Polls, surveys, and other economic and financial indicators just released confirm that the U.S. economy continues to generate goods and services at a torrid pace. Following a report by the government that the gross domestic product (GDP) came in slightly under forecast for the first quarter of 2018 at 2.2 percent annual growth, the New York Federal Reserve’s Nowcast is at three percent for the second quarter, while the St. Louis Fed’s Eco News index is predicting 3.6 percent growth and the Atlanta Fed’s Nowcast comes in at four percent.
Following ADP’s jobs report on Wednesday that the economy added 178,000 new jobs in April, forecasters are predicting that the jobs report from the Bureau of Labor Statistics (BLS) on Friday should come in close to 200,000.
Consumers are enjoying their tax cuts by spending some of their extra money at a greater rate than many expected. The government’s Bureau of Economic Analysis (BEA) just reported that consumer spending jumped 0.6 percent in April, following hard after a 0.5 percent jump in March.
The Federal Reserve’s “beige book” — an anecdotal review of economic activity noted by the Fed’s 12 regional banks — showed the U.S. economy “shifted into high gear” last month despite concerns over Trump’s tariffs. The Fed noted: “Contacts noted some concern about the uncertainty of international trade policy. Still, outlooks for near term growth were generally upbeat. Economic activity expanded moderately in late April and early May, with few shifts in the pattern of growth.”

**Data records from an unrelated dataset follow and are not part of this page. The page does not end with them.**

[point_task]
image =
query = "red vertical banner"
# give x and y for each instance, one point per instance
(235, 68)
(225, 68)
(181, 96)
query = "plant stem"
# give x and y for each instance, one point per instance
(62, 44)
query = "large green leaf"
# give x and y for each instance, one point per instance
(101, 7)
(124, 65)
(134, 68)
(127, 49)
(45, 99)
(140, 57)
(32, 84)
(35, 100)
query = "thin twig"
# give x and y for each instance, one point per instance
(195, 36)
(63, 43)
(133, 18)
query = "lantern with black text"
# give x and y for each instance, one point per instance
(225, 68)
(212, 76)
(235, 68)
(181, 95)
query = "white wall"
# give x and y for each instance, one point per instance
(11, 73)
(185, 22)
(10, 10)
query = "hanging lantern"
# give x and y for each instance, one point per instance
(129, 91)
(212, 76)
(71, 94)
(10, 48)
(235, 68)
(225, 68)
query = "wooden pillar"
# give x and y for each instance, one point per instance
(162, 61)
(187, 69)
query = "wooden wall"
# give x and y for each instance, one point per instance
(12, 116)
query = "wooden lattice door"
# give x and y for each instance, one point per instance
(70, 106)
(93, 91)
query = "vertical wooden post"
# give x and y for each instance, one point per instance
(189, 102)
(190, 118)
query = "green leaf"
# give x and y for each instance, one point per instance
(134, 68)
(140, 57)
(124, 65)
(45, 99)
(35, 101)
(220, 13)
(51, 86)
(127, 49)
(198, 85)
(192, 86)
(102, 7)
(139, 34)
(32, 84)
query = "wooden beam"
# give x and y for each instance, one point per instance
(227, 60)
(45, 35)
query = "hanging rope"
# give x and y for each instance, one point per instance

Leo Nelissen, an investment advisor writing for Seeking Alpha, looks at five regional banks’ surveys every month and then combines them into a report to his clients. Every one of them remain strong, with “sub-indicators” (i.e., new orders, shipments, employment, prices, and future capital expenditures) showing continued improvement, with one regional index (Kansas City’s) reaching a new all-time high. New orders remain robust, with shipments reflecting them. Said Nelissen, “We are seeing one of the biggest increases [in shipping activity] since the start of the upswing in 2016 … indicat[ing] further strength for the U.S. transportation industry.”

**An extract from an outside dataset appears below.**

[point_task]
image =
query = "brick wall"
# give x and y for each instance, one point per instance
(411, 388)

Regional manufacturing employment “almost made a new high in May after starting in impressive rally in 2017,” added Nelissen.

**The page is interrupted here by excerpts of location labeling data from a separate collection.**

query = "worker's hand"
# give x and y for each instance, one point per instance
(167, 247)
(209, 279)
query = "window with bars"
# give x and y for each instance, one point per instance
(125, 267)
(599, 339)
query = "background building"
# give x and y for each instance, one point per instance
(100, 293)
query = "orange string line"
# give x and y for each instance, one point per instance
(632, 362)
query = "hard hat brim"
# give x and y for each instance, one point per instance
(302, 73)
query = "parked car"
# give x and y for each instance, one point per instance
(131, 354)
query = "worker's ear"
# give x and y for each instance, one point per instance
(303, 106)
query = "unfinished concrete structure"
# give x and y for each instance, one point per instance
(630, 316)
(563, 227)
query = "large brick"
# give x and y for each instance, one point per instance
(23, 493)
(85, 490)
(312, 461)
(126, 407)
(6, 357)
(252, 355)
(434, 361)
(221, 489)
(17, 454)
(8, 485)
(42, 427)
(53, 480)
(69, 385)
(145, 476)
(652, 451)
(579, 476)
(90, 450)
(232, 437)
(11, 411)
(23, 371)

Capex (capital expenditures), according to Nelissen, “is still at rock-solid levels. Not even 2010 got close to the current expectations.” All of which, according to Nelissen, bodes well for stocks: “[Our indicators] this month have shown that there is more momentum to the upside which is likely going to support the stock market … in the next three to six months.”
Add to that mix the improvement in consumer confidence increasing in May along with the increase in corporate profits jumping nearly eight percent in the first quarter and one is forced to conclude that the Trump economy continues at full throttle.
And it’s likely to continue well into the out years. Ben Leubsdorf, writing in The Wall Street Journal, noted that “fixed nonresidential investment [i.e., capital investments into new equipment, factories, and software technology] rose at a 9.2 percent annual rate in the first quarter, including a large upward revision for investment in intellectual property products such as software.”
This is the beginning of what this writer has repeatedly called the “turbo-charging effect” of new capital being repatriated from overseas, thanks to the tax reform act. That is probably a misnomer: the economy is already firing on all cylinders. That new capital is behaving more like an afterburner on a jet engine.